About VCI Global Limited

VCI Global is a multi-disciplinary consulting group with key advisory practices in the areas of business and technology. The Company provides business and boardroom strategy services, investor relation services, and technology consultancy services. Its clients range from small-medium enterprises and government-linked agencies to publicly traded companies across a broad array of industries. VCI Global operates solely in Malaysia, with clients predominantly from Malaysia, but also serves some clients from China, Singapore, and the US.

For more information on the Company, please log on to https://v-capital.co/.

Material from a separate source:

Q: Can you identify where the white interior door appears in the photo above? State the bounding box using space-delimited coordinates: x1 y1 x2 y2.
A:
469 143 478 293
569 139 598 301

Cautionary Note Regarding Forward-Looking Statements

This press release contains forward-looking statements that are subject to various risks and uncertainties. Such statements include statements regarding the Company’s ability to grow its business and other statements that are not historical facts, including statements which may be accompanied by the words “intends,” “may,” “will,” “plans,” “expects,” “anticipates,” “projects,” “predicts,” “estimates,” “aims,” “believes,” “hopes,” “potential” or similar words. Actual results could differ materially from those described in these forward-looking statements due to certain factors, including without limitation, the Company’s ability to achieve profitable operations, customer acceptance of new products, the effects of the spread of Coronavirus (COVID-19) and future measures taken by authorities in the countries wherein the Company has supply chain partners, the demand for the Company’s products and the Company’s customers’ economic condition, the impact of competitive products and pricing, successfully managing and, general economic conditions and other risk factors detailed in the Company’s filings with the United States Securities and Exchange Commission. The forward-looking statements contained in this press release are made as of the date of this press release, and the Company does not undertake any responsibility to update the forward-looking statements in this release, except in accordance with applicable law.